Valentine’s Day can be a tough time for a young Jew. Fancy restaurants do not cater well to our people. The last time I took a lady to a snooty eatery, the special was baked swiss-cheese-topped-pork stuffed into a lobster served on a picture of Jesus.
Why do we put ourselves through this fahklumpt meshugas? Why not treat your special someone to a romantic night right in your own home? What if you prepared this same sexy evening, from ingredients that you have left over from Jewish holidays? The possibilities, my friends, are endless.
Set the mood with candles. Hanukkah candles.
You’ve got a menorah just sitting on a shelf as a decoration? If that menorah had a Jewish mother it would get yelled at for being so lazy. Put it to work softly lighting the room, and watch your significant other marvel at your ability to create ambiance and your resourcefulness. If she asks why a menorah, look deeply into her eyes and say “because I never stop believing in miracles,” and kiss her, you smoothie.
What’s for dinner? What isn’t?
A romantic dinner comprised of Jewish leftovers from around the house could be any number of tantalizing combinations. When you think of a sexy dish, what is the first thing that comes to mind? Gefilte fish, I knew we were on the same page. What if you upped the ante and served up some Manischewitz-marinated Gefilte fish? That latke mix box you’ve got lying around doesn’t make latkes, it makes, “salt-encrusted potato medallions.” You just created a fancy dinner and freed up pantry space (for more Gefilte fish).

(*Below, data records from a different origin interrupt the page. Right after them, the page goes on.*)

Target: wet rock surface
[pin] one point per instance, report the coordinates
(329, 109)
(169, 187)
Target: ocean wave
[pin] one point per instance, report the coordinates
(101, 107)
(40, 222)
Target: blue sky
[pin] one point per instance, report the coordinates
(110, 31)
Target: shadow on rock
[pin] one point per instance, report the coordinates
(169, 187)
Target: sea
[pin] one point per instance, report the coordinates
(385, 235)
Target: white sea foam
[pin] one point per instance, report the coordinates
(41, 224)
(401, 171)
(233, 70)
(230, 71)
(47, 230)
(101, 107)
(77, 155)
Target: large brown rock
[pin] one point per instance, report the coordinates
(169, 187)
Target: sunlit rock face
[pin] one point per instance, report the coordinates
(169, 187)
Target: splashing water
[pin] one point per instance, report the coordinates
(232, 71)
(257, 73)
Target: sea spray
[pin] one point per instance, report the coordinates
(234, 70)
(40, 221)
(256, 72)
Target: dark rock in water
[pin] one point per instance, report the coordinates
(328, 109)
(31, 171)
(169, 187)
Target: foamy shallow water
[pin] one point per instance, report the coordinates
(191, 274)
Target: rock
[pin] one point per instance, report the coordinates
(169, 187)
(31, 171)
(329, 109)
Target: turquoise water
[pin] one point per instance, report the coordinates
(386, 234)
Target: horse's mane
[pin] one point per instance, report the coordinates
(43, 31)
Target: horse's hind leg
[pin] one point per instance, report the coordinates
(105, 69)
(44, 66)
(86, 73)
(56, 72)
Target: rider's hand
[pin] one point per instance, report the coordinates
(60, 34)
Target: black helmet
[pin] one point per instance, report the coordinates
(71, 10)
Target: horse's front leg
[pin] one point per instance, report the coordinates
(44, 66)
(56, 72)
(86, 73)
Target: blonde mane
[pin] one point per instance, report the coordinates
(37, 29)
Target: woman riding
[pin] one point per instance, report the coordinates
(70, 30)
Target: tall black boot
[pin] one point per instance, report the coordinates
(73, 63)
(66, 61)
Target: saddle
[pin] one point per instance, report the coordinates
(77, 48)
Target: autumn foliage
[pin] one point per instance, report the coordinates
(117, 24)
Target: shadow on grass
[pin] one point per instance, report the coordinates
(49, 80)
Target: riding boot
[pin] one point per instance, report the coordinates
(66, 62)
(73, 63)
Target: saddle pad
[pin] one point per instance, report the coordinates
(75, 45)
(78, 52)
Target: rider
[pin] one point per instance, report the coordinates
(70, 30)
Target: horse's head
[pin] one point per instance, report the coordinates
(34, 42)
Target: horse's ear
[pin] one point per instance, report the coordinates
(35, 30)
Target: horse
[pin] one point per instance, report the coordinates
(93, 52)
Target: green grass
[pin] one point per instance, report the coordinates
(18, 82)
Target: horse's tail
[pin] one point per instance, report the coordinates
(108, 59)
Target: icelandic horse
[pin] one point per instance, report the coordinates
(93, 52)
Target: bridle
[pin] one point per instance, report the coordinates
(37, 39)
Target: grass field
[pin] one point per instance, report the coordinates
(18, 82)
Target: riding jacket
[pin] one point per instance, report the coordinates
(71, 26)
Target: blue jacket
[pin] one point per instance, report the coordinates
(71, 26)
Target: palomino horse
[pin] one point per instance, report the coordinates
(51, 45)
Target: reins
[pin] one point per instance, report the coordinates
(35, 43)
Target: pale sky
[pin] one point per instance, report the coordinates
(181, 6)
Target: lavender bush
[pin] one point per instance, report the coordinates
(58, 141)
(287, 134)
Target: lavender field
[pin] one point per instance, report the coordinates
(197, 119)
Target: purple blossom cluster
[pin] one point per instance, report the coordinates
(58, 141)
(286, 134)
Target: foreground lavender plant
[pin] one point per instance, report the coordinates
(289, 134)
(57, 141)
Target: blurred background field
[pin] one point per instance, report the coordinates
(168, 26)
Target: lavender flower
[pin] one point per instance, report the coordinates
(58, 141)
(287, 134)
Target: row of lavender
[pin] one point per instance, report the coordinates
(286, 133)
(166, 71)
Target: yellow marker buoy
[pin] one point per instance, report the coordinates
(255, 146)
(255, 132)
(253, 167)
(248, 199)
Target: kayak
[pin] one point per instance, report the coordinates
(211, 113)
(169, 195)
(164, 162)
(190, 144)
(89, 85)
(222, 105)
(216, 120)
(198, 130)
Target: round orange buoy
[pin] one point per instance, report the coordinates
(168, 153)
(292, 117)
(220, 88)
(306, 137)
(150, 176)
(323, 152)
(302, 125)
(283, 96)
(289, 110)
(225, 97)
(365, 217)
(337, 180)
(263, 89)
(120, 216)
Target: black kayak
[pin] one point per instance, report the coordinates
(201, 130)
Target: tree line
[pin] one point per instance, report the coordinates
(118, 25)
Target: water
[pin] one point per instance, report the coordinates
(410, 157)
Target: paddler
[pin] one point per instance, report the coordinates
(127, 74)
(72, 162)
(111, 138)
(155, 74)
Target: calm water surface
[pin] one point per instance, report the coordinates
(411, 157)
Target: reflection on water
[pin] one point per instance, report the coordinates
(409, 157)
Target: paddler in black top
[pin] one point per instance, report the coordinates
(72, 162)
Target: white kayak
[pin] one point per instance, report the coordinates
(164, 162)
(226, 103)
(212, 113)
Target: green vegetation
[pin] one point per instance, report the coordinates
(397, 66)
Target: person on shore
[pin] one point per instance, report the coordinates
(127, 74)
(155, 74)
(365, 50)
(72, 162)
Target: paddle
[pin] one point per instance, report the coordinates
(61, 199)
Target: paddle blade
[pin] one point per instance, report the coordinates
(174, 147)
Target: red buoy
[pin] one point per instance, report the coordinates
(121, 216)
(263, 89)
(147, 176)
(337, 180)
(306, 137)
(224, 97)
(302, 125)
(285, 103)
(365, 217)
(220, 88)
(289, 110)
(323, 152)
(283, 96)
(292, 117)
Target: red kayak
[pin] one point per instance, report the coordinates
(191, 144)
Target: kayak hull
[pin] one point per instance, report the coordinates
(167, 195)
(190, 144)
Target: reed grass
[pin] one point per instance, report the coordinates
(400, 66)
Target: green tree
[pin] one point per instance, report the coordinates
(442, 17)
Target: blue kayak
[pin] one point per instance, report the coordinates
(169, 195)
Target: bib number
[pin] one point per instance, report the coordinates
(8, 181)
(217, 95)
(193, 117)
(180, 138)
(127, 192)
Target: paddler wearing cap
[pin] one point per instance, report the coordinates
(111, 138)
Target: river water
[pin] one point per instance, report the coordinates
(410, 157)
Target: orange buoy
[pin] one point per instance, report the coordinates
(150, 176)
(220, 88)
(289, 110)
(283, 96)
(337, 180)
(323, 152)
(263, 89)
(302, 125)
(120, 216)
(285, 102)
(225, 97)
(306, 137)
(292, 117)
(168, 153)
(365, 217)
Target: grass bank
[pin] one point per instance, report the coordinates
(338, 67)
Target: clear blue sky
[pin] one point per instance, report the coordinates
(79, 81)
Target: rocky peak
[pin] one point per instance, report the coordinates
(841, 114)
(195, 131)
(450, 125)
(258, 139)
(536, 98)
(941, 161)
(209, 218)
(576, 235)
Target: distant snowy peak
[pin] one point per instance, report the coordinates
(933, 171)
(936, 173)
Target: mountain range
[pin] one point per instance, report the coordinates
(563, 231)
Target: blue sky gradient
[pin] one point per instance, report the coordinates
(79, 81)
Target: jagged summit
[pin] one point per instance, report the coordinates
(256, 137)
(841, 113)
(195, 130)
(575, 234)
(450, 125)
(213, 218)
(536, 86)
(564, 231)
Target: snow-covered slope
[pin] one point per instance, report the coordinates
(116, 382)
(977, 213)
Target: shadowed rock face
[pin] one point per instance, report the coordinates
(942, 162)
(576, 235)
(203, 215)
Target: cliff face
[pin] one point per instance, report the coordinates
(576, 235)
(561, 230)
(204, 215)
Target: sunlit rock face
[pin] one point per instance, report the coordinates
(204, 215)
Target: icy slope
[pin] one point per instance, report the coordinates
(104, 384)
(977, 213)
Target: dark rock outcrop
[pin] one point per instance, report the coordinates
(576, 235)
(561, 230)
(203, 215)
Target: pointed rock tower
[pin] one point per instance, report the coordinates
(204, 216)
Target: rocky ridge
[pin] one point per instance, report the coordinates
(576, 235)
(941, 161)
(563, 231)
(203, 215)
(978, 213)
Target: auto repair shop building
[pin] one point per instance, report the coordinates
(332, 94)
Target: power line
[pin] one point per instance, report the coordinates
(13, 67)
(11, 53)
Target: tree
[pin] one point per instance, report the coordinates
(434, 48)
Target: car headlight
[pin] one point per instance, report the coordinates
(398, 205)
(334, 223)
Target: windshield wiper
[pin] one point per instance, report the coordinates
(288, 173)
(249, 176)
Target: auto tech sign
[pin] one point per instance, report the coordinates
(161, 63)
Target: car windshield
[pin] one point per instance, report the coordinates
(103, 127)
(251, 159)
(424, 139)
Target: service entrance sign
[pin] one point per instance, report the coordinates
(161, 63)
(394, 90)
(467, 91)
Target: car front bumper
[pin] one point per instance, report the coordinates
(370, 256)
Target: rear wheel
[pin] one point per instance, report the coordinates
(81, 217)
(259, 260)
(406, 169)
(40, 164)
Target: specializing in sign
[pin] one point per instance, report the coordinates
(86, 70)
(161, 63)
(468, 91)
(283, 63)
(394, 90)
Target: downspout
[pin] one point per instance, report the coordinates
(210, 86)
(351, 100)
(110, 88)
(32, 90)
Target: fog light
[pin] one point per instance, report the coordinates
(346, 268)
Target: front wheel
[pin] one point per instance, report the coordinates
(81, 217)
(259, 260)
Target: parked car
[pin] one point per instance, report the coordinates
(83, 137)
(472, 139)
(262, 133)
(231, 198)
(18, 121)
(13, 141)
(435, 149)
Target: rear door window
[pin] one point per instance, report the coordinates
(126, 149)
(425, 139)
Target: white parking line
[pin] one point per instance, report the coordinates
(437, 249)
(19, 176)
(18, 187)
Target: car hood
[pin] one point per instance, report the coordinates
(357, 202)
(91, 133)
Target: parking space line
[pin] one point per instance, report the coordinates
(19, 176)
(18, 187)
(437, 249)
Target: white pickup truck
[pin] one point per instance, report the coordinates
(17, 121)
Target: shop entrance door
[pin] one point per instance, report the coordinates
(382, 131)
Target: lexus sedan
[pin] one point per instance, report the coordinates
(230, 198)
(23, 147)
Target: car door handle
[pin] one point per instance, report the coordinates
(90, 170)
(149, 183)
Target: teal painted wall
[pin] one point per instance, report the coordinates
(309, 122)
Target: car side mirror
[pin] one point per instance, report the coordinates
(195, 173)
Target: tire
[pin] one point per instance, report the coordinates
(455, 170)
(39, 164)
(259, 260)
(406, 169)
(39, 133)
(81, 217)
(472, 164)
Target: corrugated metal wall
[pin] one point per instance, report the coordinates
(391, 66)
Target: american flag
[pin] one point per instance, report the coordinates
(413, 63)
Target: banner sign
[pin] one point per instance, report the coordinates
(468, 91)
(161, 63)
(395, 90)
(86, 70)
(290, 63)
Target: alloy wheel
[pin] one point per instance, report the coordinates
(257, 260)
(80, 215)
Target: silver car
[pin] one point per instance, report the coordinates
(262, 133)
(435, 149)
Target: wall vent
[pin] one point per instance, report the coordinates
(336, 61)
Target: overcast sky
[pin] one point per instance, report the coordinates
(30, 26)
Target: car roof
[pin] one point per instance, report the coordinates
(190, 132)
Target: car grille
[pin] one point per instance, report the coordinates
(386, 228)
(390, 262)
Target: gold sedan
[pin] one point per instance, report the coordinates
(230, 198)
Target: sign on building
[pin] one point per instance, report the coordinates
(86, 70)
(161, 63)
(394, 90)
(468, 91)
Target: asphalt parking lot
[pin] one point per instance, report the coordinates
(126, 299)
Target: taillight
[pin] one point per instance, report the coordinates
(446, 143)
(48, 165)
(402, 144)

Sukkot: The gift that keeps on giving.
What is the point of a gift like chocolates? They’re gone when you eat them, and then you forget about them. A gift should be something practical, something you can really use in your daily life. I say, take the wood and hammers you used to make your sukkah, and gift them to your lady. She’ll always have them as a reminder of your romantic gift-giving skills and thoughtfulness. Who knows what she could create with them? As long as she doesn’t build a chuppah, you can’t go wrong.
Sprinkle rose petals on the bed? More like sprinkle matzah.
Why would you waste perfectly good flowers creating a sexy atmosphere when you’ve got what you need collecting dust in the back of the pantry since last April? Keep those flowers in a vase and crumble (let’s be honest—it’s already crumbled) some matzah on that bed. What you lack in traditional symbols of love you will gain in the cute, uniting task of gathering all the tiny matzah bits when they get everywhere. And have you ever been with your lady on top of a bed of matzah? I won’t make a find the Afikomen joke here, but she will, and she’ll thank you for it.
Put all these steps together, and you’ve got yourself a sexy dinner for two followed by an intensely romantic evening. A successful evening and using all your Jewish holiday leftovers? Now that’s a good Tuesday. Just be sure to save the Purim noisemakers for some fun in the bedroom.